Голос княгини становился глуше и глуше. Наконец Ульяния задремала. Киприан, осенив ее крестным знамением, тихо, стараясь не шуметь, встал и на цыпочках вышел из покоя. Прислужница ждала в переходе и, как только Киприан вышел, юркнула обратно в келью.

«Вот и все! – думал он, потрясенный, садясь в возок. – Вот и все, что осталось от властной вдовы Ольгердовой, от которой еще недавно – или уже очень давно? – зависела судьба литовского православия и даже престола! Ото всего, что было, остались сии три покаянных слова: «Ты прости, владыко!» Прощаю я тебя, жена Ульяния! Пусть и Господь простит!»

Из тихого Киева Киприан, словно гонимый грозою, прямиком устремил в Москву.
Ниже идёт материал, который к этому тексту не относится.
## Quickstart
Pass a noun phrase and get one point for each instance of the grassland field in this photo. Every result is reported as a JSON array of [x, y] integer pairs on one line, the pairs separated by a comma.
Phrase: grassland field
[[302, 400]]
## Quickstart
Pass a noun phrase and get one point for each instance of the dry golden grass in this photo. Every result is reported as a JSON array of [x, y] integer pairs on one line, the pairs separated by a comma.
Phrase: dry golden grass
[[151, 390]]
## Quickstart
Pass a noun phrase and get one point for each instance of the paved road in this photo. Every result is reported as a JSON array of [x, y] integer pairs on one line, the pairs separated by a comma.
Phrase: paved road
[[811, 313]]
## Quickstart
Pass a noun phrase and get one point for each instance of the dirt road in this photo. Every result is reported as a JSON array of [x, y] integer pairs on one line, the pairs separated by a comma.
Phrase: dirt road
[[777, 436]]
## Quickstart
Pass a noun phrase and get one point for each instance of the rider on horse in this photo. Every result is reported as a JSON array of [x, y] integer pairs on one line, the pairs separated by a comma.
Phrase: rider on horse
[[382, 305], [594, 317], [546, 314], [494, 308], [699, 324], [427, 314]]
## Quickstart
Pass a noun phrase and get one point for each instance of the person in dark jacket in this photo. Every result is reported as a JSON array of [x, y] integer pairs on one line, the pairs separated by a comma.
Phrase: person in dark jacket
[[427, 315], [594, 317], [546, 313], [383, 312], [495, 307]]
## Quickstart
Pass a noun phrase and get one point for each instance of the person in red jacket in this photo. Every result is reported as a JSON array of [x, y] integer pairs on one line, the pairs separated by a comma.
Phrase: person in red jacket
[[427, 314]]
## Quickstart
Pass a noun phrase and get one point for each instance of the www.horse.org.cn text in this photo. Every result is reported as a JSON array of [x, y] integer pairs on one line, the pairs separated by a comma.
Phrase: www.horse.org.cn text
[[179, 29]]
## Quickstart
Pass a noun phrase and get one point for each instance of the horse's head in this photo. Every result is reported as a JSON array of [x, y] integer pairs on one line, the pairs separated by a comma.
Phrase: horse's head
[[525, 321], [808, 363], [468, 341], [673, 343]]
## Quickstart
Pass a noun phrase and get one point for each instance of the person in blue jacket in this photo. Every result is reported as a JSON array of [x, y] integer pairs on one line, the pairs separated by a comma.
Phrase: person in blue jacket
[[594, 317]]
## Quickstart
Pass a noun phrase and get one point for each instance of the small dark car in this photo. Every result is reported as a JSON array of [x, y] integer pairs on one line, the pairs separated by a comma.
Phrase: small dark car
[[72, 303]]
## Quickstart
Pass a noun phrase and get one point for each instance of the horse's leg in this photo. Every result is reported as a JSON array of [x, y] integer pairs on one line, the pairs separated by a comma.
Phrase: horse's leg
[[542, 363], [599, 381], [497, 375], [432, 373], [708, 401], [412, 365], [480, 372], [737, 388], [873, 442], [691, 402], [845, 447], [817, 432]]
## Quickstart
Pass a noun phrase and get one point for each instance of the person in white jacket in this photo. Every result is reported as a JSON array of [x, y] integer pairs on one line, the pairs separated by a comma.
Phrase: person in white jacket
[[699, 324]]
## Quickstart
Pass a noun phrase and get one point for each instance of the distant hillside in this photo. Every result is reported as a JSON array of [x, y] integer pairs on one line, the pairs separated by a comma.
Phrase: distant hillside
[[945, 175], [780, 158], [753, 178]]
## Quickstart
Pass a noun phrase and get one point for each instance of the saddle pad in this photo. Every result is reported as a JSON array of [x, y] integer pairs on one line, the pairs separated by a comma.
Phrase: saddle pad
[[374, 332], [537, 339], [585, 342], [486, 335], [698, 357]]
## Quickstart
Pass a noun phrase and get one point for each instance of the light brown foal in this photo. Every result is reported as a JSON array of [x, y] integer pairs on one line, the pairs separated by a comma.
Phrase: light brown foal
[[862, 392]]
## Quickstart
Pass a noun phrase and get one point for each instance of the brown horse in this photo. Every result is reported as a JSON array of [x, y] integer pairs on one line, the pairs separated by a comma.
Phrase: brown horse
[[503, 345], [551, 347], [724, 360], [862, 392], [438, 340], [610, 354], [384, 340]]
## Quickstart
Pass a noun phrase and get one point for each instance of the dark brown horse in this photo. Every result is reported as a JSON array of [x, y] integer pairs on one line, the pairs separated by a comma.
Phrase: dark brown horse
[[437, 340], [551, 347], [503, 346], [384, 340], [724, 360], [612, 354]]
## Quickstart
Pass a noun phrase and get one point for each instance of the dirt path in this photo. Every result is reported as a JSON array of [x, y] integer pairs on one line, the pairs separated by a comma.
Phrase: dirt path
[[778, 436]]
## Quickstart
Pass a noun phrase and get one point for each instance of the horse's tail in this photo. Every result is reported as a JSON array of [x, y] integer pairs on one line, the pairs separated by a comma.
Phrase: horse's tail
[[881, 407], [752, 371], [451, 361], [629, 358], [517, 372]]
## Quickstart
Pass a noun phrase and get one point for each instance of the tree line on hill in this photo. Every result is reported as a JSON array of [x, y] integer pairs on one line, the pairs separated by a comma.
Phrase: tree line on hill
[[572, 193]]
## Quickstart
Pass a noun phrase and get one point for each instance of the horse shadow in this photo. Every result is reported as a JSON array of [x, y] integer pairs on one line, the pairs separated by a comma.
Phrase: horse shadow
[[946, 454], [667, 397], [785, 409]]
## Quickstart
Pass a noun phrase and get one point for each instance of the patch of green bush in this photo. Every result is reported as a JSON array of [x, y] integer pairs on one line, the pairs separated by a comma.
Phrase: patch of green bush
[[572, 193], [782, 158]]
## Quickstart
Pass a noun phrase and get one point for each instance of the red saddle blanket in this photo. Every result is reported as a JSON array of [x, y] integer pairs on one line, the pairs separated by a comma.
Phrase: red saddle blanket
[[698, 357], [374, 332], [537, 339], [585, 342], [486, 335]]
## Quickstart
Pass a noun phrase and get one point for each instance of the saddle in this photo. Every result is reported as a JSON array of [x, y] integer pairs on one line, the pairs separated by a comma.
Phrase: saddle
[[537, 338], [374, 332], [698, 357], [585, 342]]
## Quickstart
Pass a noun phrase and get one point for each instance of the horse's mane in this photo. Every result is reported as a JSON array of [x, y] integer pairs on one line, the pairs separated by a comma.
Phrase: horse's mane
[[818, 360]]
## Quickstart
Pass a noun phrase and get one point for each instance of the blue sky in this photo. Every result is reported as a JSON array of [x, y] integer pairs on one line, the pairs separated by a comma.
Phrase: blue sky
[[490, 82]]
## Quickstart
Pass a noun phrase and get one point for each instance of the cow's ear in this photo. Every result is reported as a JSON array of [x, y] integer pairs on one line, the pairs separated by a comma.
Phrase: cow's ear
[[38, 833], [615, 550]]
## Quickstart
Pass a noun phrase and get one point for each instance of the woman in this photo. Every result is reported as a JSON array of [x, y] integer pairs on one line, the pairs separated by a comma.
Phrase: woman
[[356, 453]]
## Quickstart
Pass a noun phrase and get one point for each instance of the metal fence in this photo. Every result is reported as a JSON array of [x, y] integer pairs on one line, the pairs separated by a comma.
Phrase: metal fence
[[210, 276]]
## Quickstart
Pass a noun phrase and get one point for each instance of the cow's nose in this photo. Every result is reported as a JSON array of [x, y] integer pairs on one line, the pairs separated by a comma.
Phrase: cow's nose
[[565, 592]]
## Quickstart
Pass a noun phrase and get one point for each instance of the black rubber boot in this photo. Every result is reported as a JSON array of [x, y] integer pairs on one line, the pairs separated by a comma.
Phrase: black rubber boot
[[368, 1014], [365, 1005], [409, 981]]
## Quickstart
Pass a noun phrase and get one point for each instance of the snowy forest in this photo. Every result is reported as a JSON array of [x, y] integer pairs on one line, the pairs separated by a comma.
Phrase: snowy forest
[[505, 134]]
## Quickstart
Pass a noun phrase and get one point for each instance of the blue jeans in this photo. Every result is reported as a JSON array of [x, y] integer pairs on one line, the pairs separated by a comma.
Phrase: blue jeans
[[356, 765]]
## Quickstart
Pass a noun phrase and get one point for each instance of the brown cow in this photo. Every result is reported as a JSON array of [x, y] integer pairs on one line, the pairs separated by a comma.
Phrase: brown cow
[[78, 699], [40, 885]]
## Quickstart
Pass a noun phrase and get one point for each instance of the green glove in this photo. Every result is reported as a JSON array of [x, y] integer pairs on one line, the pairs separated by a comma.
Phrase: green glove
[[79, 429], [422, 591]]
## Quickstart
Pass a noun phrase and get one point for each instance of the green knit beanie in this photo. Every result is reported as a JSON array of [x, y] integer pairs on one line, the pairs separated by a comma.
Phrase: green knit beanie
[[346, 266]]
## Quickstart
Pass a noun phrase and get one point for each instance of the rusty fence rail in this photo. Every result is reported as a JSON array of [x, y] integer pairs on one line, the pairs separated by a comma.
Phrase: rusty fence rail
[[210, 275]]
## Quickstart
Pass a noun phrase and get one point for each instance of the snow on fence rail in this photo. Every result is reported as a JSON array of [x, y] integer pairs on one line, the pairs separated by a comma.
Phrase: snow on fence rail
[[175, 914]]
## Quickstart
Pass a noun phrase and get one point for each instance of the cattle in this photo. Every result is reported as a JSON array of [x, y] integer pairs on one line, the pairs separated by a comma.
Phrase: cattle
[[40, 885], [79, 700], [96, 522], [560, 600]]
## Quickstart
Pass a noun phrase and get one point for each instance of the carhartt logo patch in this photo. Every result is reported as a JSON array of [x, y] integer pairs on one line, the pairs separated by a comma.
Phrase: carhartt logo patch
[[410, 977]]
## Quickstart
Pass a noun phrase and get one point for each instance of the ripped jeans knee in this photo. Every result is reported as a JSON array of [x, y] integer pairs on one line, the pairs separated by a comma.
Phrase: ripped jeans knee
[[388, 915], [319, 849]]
Там была суета, была жизнь, возводимая наново новыми людьми, среди которых и сам Киприан чувствовал себя молодым.

Глава 30

Над прикрытым в этот час верхним отверстием юрты проходил, осыпая вздрагивающих лошадей миллионами игл, холодный тоскующий ветер. У-иии! У-иии! – тянул он свою бесконечную песню. Тимур, коего лишь недавно отпустили непонятные припадки, в коих премудрые самаркандские врачи не могли или не смели ничего понять, кутался в толстый халат, подбитый верблюжьей шерстью, сутулился, изредка взглядывая из-под густых бровей, словно засыпающий барс, на Кунче-оглана, который, чуть посмеиваясь, передвигал точенные из слоновой кости индийские шахматные фигуры по доске, расчерченной серебряными и золотыми квадратами. От расставленных мангалов с горящими углями струилось тепло, но Тимуру все равно было холодно. Хотелось раскидать убранные стопкою матрацы, обтянутые шемаханским шелком, приказать кинуть на них духовитое покрывало из овчин и залезть в курчавый мех, закрыться мехом и замереть. Месяц болезни порядком вымотал Тимура, и теперь его большое тело просило только одного: тепла и покоя. Но он знал, что телу нельзя уступать ни в чем, и потому продолжал сидеть, перемогаясь, изредка передвигая искусно вырезанных из дорогого бивня воинов и слонов.

Кунче-оглан играл хорошо, обыгрывать его было трудно, он никогда не уступал Тимуру намеренно, как иные, и никогда не обижался на проигрыши. Играя с ним, было удобно думать о делах. Изредка Тимур советовался с Кунче-огланом или расспрашивал его про Тохтамышев иль. Сейчас, берясь за очередную фигуру, он понял, почуял вдруг, что тавачиев для сбора ополчения надо посылать немедленно, и немедленно, в ближайшие дни, устроить смотр войску с раздачею денег и подарков. Каждый воин получит от него по золотому диргему, а особо отличившиеся – одежды, шитые золотом, и коней. И еще понял, что ждать больше нельзя.